Free Market Environmentalism
- First edition
- Author: Terry L. Anderson and Donald R. Leal
- Publisher: Pacific Research Institute for Public Policy
- Publication date: 1991
- ISBN: 0936488336

= Free Market Environmentalism =

1991 book by Terry L. Anderson and Donald R. Leal

Free Market Environmentalism is a book by Terry L. Anderson and Donald R. Leal that was of great importance to the free market environmentalist movement.

== Summary ==
The book focuses on a method of environmental protection with minimal bureaucratic intervention. Anderson and Leal argue that free markets have been making the environment cleaner for centuries and that private innovations, such as the energy consumption of cars, are more effective than government intervention. The book contains a number of case studies where juries recognize that a company is harming an individual and grant appropriate reparations. The central argument is that property rights, which are resolved through a direct transfer of payments between parties, are more effective as a form of environmental protection than government intervention through taxes.

== Reception ==
The book was intended as an ideological tract and a call to action, rather than as an empirical study. Glenn Fox of the American Journal of Agricultural Economics lauded the book for its readability and described its reference list as "one of the most comprehensive offerings currently available in this area."

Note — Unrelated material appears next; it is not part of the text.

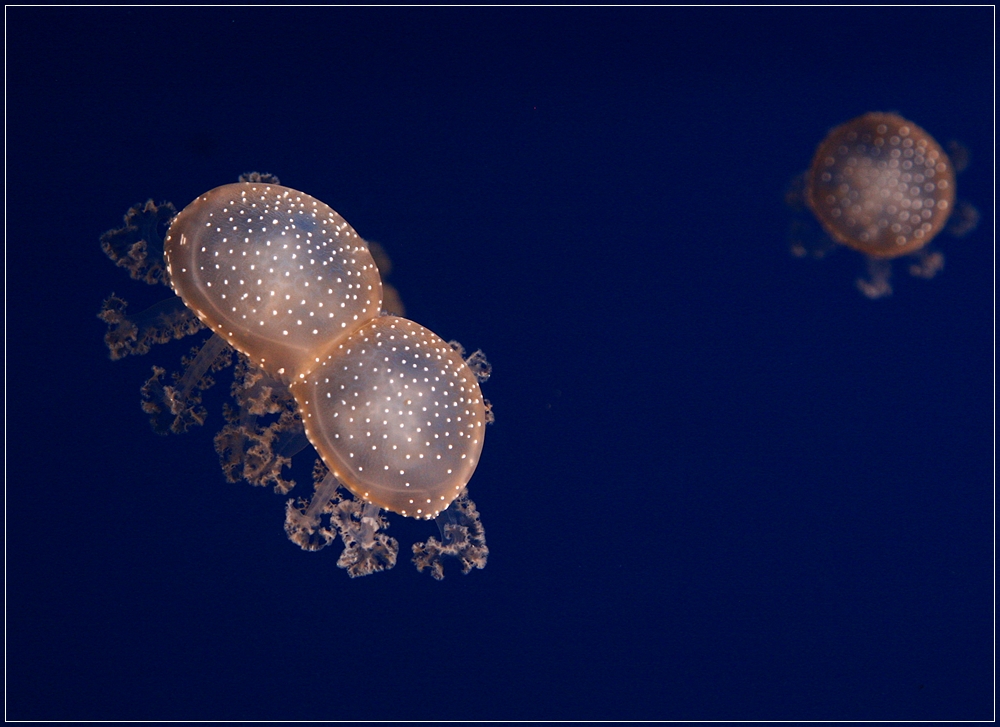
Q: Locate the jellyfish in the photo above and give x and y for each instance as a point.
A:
(883, 186)
(286, 285)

John A. Douglass of Forest & Conservation History praised the book for presenting the possibility of replacing zero-sum contests between industry and conservationists with markets that would allow for mutually acceptable arrangements. However, he also criticized the book as having a narrow assessment of environmental values and various policy options, and not weighing historical facts carefully.

David Pearce of The Economic Journal criticized the book for, in his view, not presenting a persuasive argument for tradeable permits, inasmuch as only one significant example of their application to water quality, and that a not very successful one, was cited. Pearce also criticized the book for not explaining how liability rules would work when pollutants are pervasive and synergistic.